Deadly Friend is certainly not Wes Craven’s worst film, but it’s probably his most inconsistent. Even more than Shocker, which must have taken a Herculean effort. It was one of his earliest attempts to break away from the horror genre, and clearly two hits a decade apart didn’t gather enough steam to allow him to break that barrier. Deadly Friend runs face-first into that barrier and crashes to the ground in a pile of broken springs and frayed wiring.
However, though the individual parts never ever ever congeal into something resembling a coherent whole, some of them are pretty damn solid. Two nightmare sequences that were shoehorned in during reshoots showcase Craven at the top of his game, creating genuinely disturbing, uncanny imagery by blending the underlying themes of the story with a bloody, phantasmagoric atmosphere. They have jack-all to do with the plot, but if I had to choose between a mediocre 80’s movie or a mediocre 80’s movie where an abusive father is stabbed with the stem of a vase and spurts blood all over his daughter’s face, I would choose the latter ten times out of ten.
Unfortunately, these are the only remotely scary or affecting scenes in the entire film. The resurrected Robo-Sam gets to perpetrate a fun kill (most of the deaths are dishwater dull, but one briefly transforms the movie into a cavorting Evil Dead nightmare – more on that later), but Kristy Swanson doing the robot doesn’t exactly make for an iconic movie villain.
She definitely doesn’t get to sit at Freddy and Jason’s table in the lunchroom.

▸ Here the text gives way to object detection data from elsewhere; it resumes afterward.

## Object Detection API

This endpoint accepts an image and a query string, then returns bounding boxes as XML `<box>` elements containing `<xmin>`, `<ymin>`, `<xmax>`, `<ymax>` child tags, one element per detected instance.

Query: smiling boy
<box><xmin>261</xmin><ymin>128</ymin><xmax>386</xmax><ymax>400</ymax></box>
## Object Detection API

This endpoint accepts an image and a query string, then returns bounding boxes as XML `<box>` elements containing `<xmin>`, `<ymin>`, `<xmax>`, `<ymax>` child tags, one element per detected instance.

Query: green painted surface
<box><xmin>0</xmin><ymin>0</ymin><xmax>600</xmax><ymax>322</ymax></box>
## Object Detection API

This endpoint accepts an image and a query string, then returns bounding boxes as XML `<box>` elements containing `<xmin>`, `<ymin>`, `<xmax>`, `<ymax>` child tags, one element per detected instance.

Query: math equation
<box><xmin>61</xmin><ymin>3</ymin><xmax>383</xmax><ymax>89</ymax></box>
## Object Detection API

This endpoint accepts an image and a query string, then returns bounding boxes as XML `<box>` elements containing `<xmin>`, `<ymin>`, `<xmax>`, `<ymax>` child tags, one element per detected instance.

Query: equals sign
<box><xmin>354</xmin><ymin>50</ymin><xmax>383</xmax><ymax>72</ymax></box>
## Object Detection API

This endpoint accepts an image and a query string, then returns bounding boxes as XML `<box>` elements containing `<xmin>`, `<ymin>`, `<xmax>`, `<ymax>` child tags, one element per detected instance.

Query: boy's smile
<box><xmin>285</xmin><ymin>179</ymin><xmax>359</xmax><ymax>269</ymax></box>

There are also a couple sequence that take a stab at family comedy and actually draw blood. A well-timed exterior shot echoes a similar scene from Elm Street but with an added punchline, and a scene where Paul slips his mom a mickey is twisted and hilarious in the way that only 80’s teen movies could be.
And there really is a strong chemistry between Paul and his paperboy friend/accomplice Tom (Michael Sharrett, who looks like a young Zac Efron if he’d eaten a bagel at any point in his life). Their Ferris-Cameron relationship is well-realized and dynamic. It’s a little bit harder to buy their friendship with Sam, but there’s a warmth on the screen that carries the film a long way.
Unfortunately, none of this comes together into a plot that has any real meaning or even a particularly legible storyline. It’s a half-assed attempt to be a Frankenstein tale for the John Hughes set, and its dismemberment by the studio renders it totally out of control. I’m not saying it would have been a masterpiece if Craven had had final cut, but it certainly wouldn’t be so damn sloppy.
The tone whips from fluffy 80’s cheeseball to slimy domestic terror way too fast, characters vanish from the film for unforgivably huge chunks, and the resolution is both astoundingly dour and irritatingly idiotic. While there are some delicious courses in this cinematic meal, it’s hard to enjoy your filet mignon when someone is pelting you with black licorice and lima beans the entire time.
Killer: Robo-Sam (Kristy Swanson)
Final Girl: Paul Conway (Matthew Labyorteaux)
Best Kill: As immortalized by YouTube, Kristy Swanson uses a basketball to explode an old lady’s head.
Sign of the Times: Paul’s room is decorated with a portrait of Ludwig van Beethoven… and a Bruce Springsteen poster.
Scariest Moment: Take your pick of the two flatly horrifying dream sequences.
Weirdest Moment: When the credits roll, they’re accompanied by a song that may or may not have been performed by BB the robot.
Champion Dialogue: “Sometimes I wanna roll a truck over his face.”
Body Count: 4
- Sam’s Dad is burned against a boiler and has his neck snapped.
- Elvira Parker gets her head exploded with a basketball.
- Bully is thrown through a car windshield.
- Sam is shot.
TL;DR: It’s a shambles, though at the very least it’s a diverting one.